Given a complex number $a + bi$, you can graph it in Cartesian coordinates as (a,b).  So, you can show that the magnitude (or absolute value) $(a^2 + b^2)$ of the products is equal to the product of the magnitudes. In other words, the distance from the center to $(a + bi)$ * the distance from the center to $(c + di)$ = the distance to $(a + bi)(c + di)$.  A complex number can also be expressed in polar coordinates, because $a = r\cos(\theta)$ and $b = i * r\sin(\theta)$, so the angle is $\arctan(\frac{b}{a})$. By multiplying two complex numbers you can see the angle is added. So, $a + bi$ becomes $r(\cos(\theta) + i\sin(\theta))$, which is written as $rcis(\theta)$. 

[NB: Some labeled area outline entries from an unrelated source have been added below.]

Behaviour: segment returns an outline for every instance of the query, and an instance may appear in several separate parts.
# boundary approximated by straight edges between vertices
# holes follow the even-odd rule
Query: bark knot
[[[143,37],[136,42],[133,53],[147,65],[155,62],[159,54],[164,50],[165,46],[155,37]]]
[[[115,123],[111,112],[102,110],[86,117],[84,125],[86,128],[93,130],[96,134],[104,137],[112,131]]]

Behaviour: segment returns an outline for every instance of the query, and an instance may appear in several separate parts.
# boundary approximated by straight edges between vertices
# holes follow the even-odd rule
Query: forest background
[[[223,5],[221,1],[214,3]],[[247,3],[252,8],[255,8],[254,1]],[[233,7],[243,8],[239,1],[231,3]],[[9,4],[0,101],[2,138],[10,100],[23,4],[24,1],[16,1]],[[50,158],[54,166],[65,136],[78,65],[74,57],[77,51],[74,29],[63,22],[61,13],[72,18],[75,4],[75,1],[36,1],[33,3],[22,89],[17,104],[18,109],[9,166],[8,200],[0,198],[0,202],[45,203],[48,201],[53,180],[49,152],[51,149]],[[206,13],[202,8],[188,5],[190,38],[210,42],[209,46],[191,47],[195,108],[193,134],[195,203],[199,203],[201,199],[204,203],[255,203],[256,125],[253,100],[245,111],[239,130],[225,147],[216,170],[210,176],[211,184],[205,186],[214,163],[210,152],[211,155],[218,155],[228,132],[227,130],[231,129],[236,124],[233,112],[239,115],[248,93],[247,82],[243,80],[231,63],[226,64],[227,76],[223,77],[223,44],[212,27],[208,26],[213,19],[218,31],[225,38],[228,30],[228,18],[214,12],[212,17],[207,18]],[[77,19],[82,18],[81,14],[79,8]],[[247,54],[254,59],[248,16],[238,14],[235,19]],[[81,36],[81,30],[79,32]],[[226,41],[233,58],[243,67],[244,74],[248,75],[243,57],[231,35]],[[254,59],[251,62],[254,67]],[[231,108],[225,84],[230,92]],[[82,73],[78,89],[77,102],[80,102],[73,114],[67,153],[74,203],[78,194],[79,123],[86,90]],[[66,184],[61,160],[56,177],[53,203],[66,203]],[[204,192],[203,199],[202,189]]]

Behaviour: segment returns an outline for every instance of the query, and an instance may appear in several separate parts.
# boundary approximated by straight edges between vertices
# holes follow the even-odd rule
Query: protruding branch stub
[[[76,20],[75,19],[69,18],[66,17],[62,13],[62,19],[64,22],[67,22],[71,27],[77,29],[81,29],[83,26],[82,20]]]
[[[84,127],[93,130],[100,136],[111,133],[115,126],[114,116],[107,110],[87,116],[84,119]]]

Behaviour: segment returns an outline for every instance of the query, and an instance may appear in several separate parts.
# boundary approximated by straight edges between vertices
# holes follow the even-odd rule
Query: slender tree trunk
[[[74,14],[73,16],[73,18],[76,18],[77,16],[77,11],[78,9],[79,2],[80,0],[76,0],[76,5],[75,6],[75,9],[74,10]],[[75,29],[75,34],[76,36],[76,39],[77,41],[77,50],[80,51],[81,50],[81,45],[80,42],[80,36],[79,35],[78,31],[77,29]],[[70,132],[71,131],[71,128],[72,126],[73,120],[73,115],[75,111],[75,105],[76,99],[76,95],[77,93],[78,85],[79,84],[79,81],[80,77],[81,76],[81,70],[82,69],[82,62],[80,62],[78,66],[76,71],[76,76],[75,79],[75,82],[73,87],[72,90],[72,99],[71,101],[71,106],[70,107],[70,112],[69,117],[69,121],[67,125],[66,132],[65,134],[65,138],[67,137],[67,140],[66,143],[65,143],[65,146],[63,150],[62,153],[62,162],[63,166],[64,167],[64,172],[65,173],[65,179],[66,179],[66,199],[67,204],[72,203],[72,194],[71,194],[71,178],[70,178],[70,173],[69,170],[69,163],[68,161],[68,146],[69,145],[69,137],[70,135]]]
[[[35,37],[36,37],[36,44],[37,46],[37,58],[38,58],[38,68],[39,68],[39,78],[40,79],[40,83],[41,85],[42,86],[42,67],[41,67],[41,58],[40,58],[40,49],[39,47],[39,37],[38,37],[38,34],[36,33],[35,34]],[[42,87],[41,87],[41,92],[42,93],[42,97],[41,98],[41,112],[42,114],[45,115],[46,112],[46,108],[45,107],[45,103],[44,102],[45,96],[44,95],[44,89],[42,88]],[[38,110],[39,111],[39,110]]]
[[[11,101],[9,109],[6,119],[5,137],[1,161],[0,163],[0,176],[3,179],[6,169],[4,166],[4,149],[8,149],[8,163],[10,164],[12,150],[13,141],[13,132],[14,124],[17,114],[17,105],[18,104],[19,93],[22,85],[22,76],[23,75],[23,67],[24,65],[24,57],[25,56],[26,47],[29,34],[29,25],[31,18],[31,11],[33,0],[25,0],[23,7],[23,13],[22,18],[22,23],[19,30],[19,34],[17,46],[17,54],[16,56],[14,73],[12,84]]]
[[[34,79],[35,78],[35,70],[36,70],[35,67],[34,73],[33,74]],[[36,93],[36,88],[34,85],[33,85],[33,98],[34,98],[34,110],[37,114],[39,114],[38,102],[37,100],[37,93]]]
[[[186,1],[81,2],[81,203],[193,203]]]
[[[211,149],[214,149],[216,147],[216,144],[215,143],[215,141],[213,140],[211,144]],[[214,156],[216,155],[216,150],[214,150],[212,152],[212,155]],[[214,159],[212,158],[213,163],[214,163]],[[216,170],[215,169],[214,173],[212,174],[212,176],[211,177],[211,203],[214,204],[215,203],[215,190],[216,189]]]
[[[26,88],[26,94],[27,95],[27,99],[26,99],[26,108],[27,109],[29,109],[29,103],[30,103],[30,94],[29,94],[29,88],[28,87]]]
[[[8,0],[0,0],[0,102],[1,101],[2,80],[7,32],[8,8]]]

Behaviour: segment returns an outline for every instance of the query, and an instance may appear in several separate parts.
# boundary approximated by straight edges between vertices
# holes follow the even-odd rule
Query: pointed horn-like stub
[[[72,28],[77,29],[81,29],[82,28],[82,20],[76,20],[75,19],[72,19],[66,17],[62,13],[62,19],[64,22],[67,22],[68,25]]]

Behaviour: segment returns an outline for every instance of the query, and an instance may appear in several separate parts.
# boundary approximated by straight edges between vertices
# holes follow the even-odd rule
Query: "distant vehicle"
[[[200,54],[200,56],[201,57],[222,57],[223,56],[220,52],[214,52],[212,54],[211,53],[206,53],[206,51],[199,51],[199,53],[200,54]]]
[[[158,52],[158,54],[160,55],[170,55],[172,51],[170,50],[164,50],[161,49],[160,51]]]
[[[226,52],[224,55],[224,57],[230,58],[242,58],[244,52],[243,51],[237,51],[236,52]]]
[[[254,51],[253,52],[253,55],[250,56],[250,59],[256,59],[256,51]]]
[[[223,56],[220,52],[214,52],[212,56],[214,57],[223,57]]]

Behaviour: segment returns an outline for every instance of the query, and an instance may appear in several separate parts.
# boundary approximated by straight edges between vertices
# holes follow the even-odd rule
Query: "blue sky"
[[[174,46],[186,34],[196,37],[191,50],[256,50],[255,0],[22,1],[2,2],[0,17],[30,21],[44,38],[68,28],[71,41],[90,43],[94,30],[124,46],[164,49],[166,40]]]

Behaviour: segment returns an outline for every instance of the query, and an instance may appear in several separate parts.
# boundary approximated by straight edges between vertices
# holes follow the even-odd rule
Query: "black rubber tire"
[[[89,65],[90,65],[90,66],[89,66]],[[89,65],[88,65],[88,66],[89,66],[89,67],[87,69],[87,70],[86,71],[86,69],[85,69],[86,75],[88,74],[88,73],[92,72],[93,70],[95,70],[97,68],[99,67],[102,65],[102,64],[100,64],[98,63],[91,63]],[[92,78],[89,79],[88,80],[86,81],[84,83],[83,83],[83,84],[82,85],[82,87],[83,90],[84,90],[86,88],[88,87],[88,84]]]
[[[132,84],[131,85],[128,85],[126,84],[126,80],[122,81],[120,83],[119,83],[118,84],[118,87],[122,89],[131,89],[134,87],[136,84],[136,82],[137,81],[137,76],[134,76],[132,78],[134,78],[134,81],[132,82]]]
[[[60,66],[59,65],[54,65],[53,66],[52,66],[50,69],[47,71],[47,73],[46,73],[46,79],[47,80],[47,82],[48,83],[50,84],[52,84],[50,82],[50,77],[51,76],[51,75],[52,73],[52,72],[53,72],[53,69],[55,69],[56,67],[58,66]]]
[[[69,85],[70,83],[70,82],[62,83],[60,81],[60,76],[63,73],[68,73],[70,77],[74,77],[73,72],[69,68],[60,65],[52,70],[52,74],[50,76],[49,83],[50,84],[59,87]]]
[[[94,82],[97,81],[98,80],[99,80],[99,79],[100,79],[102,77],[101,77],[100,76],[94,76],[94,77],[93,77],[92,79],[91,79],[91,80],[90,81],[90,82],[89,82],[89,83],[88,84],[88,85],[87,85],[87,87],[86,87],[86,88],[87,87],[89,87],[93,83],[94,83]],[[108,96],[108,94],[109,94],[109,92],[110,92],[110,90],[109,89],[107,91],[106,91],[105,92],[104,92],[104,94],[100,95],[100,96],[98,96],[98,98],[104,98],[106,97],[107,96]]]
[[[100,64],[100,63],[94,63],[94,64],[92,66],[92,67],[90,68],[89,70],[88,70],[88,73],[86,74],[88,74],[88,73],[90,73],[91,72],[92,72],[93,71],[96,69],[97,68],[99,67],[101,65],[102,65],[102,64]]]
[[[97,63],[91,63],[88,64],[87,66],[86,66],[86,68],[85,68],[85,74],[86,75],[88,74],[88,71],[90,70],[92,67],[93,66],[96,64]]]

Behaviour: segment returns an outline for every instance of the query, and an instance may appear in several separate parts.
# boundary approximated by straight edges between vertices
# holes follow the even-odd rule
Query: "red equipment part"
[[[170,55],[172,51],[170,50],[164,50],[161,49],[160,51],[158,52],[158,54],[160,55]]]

De Moivre's Theorem: $$\dfrac{1}{rcis(\theta)} = \frac{1}{r}cis(-\theta)$$ $$(rcis(\theta))^n = r^n cis(n\theta)$$ $$r_1cis(\theta_1) \cdot r_2cis(\theta_2) = r_1r_2cis(\theta_1 + \theta_2)$$ $$\dfrac{r_1cis(\theta_1)}{r_2cis(\theta_2)} = \dfrac{r_1}{r_2}\cdot cis(\theta_1 - \theta_2)$$ To find the nth root of a complex number, you do a similar thing to the power rule:  $$r^\frac{1}{n} * cis(\dfrac{\theta + 360k}{n}), \text{ with k being all integers from } [0, n-1]$$ Another way to verify this is using this equality. $$e^{i\theta} = cis(\theta)$$ $$\dfrac{1}{rcis(\theta)} = \frac{1}{re^{i\theta}} = \frac{1}{r}e^{-i\theta} = \boxed{\frac{1}{r}cis(-\theta)}$$ $$(r cis(\theta))^n = \left(re^{i\theta}\right)^n = r^ne^{in\theta} = \boxed{r^ncis(n\theta)}$$ $$r_1cis(\theta_1) \cdot r_2cis(\theta_2) = r_1e^{i\theta_1}\cdot r_2e^{i\theta_2} = r_1r_2e^{i\left(\theta_1 + \theta_2\right)} = \boxed{r_1r_2cis(\theta_1 + \theta_2)}$$ $$\dfrac{r_1cis(\theta_1)}{r_2cis(\theta_2)} = \dfrac{r_1e^{i\theta_1}}{r_2e^{i\theta_2}} = \dfrac{r_1}{r_2}e^{i\left(\theta_1 - \theta_2\right)} = \boxed{\dfrac{r_1}{r_2}\cdot cis(\theta_1 - \theta_2)}$$